Aquela meninada que, nas brincadeiras em grupo do condomínio, eram os donos da bola — e davam fim à diversão se perdiam o jogo ou eram contrariados –, cresceu. E está votando. Porém, é como dizia a música-tema do antigo programa Credencial: old habits die hard. Por falta de consciência política ou apenas por não ter nada a dizer, por não saber argumentar diante de uma derrota nas urnas, durante a posse de Dilma, no twitter, pipocaram comentários sobre snipers e headshots. Parecem desconhecer o significado da democracia e o limite entre o bom senso e o mau gosto.

Às vezes, eu me envergonho da minha geração!
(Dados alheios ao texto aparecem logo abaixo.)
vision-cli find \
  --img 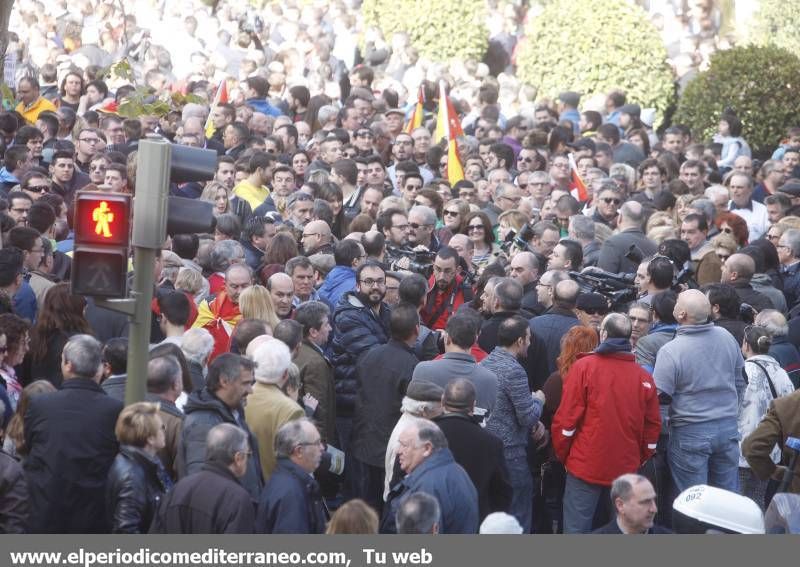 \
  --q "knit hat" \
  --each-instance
[406,380,444,402]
Bobagens à parte, durante a campanha, atentei a isso ao menos duas vezes: a primeira em Curitiba, quando duas almas apareceram em cima de um prédio. Eu mesmo tinha sido alvejado por uma bola de papel higiênico molhado vinda de cima. Estes, ainda bem, limitaram-se a jogar papel picado no comício.

Na segunda vez, em Campinas, eu me vi no 19° andar de um prédio com uma boa mira do palanque. Centenas de janelas e centenas de atentados em potencial. Que sorte que não passamos de bexigas com água e bolinhas de papel.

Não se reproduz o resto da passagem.